Cross-platform transfer to WindowsAgentaRena
Ultracua only trains on Ubuntu based on OSWorld Data. The model is then tested at Wifagentarena. Ultracua-7b achieves a success rate of 21.7 percent. This outperforms UI-Tars-1.5-7b by 18.1 percent and the Qwen2 base trained on Windows data by 13.5 percent. The result suggests that hybrid action strategies are learned by transferring one platform to other platforms. The paper highlights this as the ZERO Shot Platform Greatratic.


Key acquisition
- Ultracua organizes a hybrid action space that allows a single agent to switch between GUI calls and good tool calls, which reduces long error-prone objects.
- The library's research team is easy-to-use with an automated pipeline and doubles with a synthetic data engine, revealing 17,000 Plus proven jobs for training and testing jobs.
- The training follows a two-phase recipe, to guide the beauty in effective trajectories hybrid then the reinforcement of the internet to learn the guaranteed activities in the guaranteed activities, which is to build where to call the tools that have evolved into Gui.
- In Osworld, Ultracua reports a relative improvement of 22 percent with base models and 11 steps less, showing gains in reliability and efficiency.

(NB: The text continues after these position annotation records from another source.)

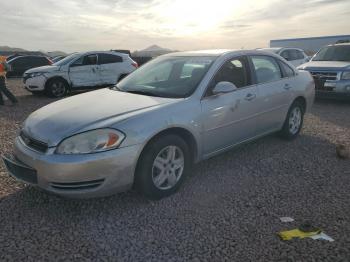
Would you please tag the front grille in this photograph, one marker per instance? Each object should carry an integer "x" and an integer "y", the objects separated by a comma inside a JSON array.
[
  {"x": 77, "y": 185},
  {"x": 20, "y": 170},
  {"x": 322, "y": 77},
  {"x": 33, "y": 143},
  {"x": 332, "y": 76}
]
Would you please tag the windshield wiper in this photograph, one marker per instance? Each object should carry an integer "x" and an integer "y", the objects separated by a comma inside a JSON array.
[{"x": 143, "y": 92}]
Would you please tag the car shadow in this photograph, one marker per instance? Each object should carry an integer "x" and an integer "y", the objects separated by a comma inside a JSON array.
[{"x": 256, "y": 180}]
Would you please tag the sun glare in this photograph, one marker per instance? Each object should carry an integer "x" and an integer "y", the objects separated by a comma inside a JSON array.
[{"x": 187, "y": 17}]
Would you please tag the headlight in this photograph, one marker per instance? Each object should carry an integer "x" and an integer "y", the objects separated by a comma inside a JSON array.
[
  {"x": 345, "y": 75},
  {"x": 36, "y": 74},
  {"x": 94, "y": 141}
]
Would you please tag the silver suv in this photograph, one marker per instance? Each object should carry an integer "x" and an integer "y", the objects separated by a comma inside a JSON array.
[{"x": 330, "y": 68}]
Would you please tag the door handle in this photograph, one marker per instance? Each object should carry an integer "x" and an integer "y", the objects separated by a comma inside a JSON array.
[
  {"x": 287, "y": 86},
  {"x": 250, "y": 97}
]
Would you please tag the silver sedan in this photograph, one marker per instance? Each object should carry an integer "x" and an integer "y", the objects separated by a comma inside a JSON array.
[{"x": 151, "y": 127}]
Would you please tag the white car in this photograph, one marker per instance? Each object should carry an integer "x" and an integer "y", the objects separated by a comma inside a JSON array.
[
  {"x": 295, "y": 56},
  {"x": 79, "y": 71}
]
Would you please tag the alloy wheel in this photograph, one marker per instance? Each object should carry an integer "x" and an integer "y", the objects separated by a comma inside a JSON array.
[
  {"x": 295, "y": 120},
  {"x": 168, "y": 167}
]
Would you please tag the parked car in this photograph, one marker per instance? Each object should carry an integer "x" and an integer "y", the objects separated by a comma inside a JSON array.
[
  {"x": 148, "y": 129},
  {"x": 79, "y": 71},
  {"x": 20, "y": 64},
  {"x": 330, "y": 68},
  {"x": 295, "y": 56}
]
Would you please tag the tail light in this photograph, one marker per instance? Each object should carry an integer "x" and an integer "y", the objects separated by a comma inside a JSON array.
[{"x": 134, "y": 64}]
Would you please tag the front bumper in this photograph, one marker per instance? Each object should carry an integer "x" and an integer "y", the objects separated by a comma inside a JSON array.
[
  {"x": 76, "y": 176},
  {"x": 35, "y": 83}
]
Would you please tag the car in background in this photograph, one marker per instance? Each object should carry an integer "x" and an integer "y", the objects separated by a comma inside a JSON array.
[
  {"x": 147, "y": 130},
  {"x": 79, "y": 71},
  {"x": 330, "y": 67},
  {"x": 295, "y": 56},
  {"x": 20, "y": 64}
]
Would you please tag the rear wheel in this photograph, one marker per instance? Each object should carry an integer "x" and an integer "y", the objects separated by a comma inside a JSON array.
[
  {"x": 294, "y": 121},
  {"x": 57, "y": 88},
  {"x": 162, "y": 167}
]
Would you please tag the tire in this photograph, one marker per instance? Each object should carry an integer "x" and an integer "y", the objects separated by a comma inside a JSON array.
[
  {"x": 36, "y": 93},
  {"x": 158, "y": 174},
  {"x": 294, "y": 121},
  {"x": 56, "y": 88}
]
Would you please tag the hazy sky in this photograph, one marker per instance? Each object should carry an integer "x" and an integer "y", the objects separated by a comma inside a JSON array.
[{"x": 76, "y": 25}]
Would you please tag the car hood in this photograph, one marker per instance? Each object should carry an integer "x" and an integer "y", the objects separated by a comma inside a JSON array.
[
  {"x": 97, "y": 109},
  {"x": 325, "y": 65},
  {"x": 44, "y": 69}
]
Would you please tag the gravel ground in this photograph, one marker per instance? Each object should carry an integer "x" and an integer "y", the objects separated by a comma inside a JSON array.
[{"x": 227, "y": 210}]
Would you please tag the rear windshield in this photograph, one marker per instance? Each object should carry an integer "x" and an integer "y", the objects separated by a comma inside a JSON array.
[{"x": 333, "y": 53}]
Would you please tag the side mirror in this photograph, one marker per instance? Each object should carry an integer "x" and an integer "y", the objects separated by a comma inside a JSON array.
[
  {"x": 286, "y": 58},
  {"x": 224, "y": 87}
]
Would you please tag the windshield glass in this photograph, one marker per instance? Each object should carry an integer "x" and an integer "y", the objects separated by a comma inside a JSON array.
[
  {"x": 66, "y": 60},
  {"x": 172, "y": 77},
  {"x": 333, "y": 53}
]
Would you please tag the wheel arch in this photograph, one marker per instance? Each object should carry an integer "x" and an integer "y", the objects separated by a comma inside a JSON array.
[
  {"x": 184, "y": 133},
  {"x": 301, "y": 100}
]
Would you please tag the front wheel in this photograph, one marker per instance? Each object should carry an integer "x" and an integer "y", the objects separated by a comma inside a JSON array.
[
  {"x": 162, "y": 167},
  {"x": 294, "y": 121},
  {"x": 57, "y": 88}
]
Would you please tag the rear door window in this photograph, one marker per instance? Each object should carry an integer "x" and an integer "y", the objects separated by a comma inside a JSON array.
[
  {"x": 235, "y": 71},
  {"x": 287, "y": 70},
  {"x": 86, "y": 60},
  {"x": 266, "y": 69}
]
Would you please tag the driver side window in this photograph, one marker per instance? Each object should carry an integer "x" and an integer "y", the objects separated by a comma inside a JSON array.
[
  {"x": 86, "y": 60},
  {"x": 234, "y": 71}
]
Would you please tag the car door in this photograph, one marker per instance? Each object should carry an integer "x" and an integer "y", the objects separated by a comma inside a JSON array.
[
  {"x": 110, "y": 68},
  {"x": 274, "y": 92},
  {"x": 83, "y": 72},
  {"x": 229, "y": 118}
]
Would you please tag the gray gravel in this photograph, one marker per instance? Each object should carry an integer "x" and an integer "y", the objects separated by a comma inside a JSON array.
[{"x": 227, "y": 210}]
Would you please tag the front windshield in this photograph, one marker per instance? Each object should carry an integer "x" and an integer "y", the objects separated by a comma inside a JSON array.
[
  {"x": 66, "y": 60},
  {"x": 333, "y": 53},
  {"x": 173, "y": 77}
]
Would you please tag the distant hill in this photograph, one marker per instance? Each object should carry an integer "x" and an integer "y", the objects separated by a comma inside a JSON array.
[
  {"x": 11, "y": 49},
  {"x": 152, "y": 51}
]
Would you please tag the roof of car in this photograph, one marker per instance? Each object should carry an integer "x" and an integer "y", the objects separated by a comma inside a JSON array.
[
  {"x": 102, "y": 52},
  {"x": 341, "y": 44},
  {"x": 213, "y": 52}
]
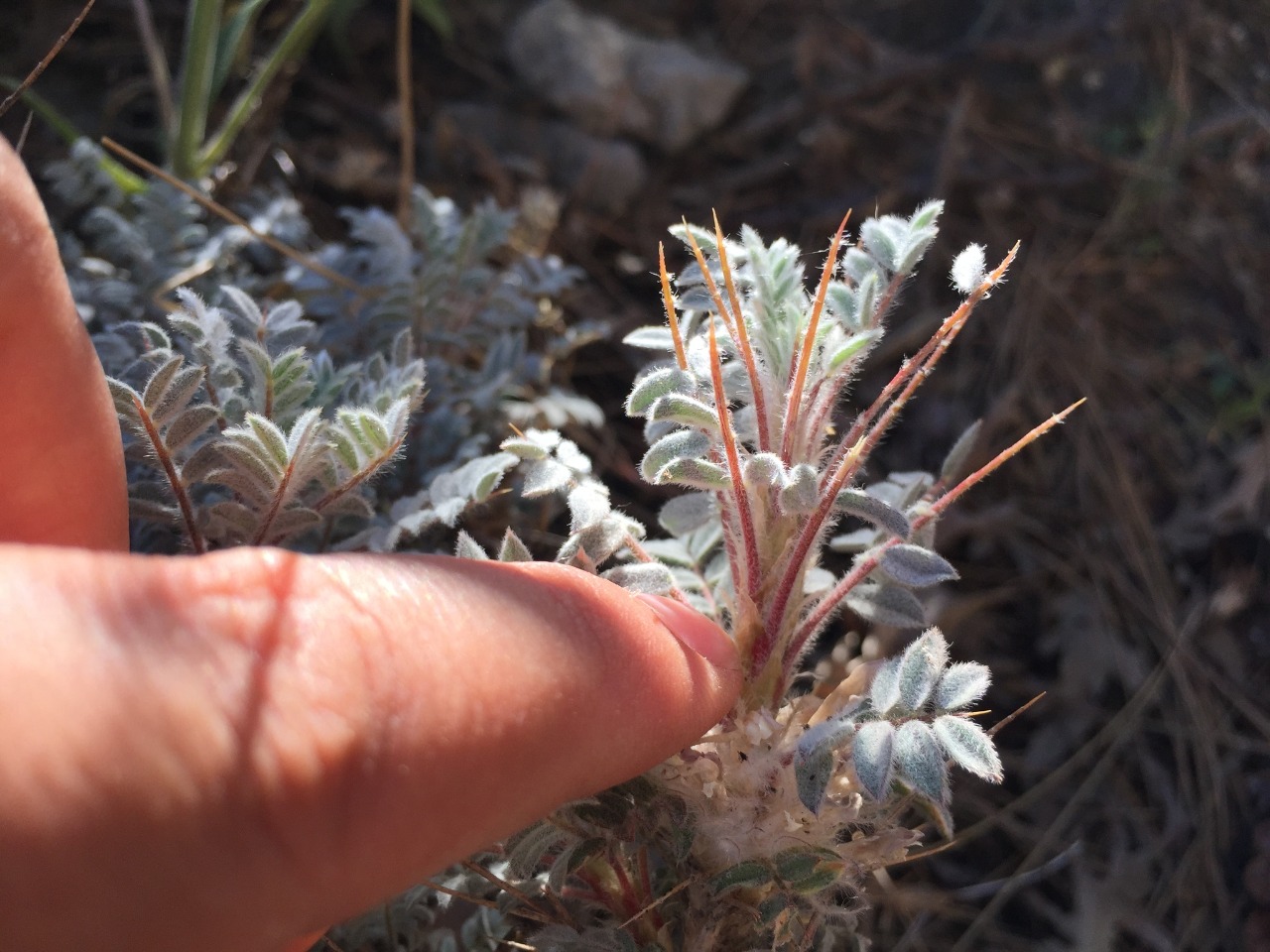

- The 7b model achieves a success rate of 21.7 percent in WindowsAgentaRena without special training for Windows, which shows the cutting edge of the Hybrid Action policy.
Ultracua moves computer agents from briteritive action chains an brick to a hybrid action policy, which combines rui primitives with programsm calls It measures tools with an automated pipe and breaks them with a synthetic data Engine that presents 17,000 activities and is able to fine-tune and online reinforcement of supported signals. The reported results include a relative improvement of 22 percent in OSWorld with 11 fewer steps, and a 21.7 percent success in WindowsAgentaRena without special training for Windows, which shows the delivery of a specific policy.
Look Paper here. Feel free to take a look at ours GitHub page for tutorials, code and notebooks. Also, feel free to follow us Kind of stubborn and don't forget to join ours 100K + ML Subreddit and sign up Our newsletter. Wait! Do you telegraph? Now you can join us by telegraph.

Michal Sutter is a data scientist with a Master of Science in Data Science from the University of PADOVA. With a strong foundation in statistical analysis, machine learning, and data engineering, Mikhali excels at turning complex data into actionable findings.
Follow Marktechpost: Add us as a favorite source on Google.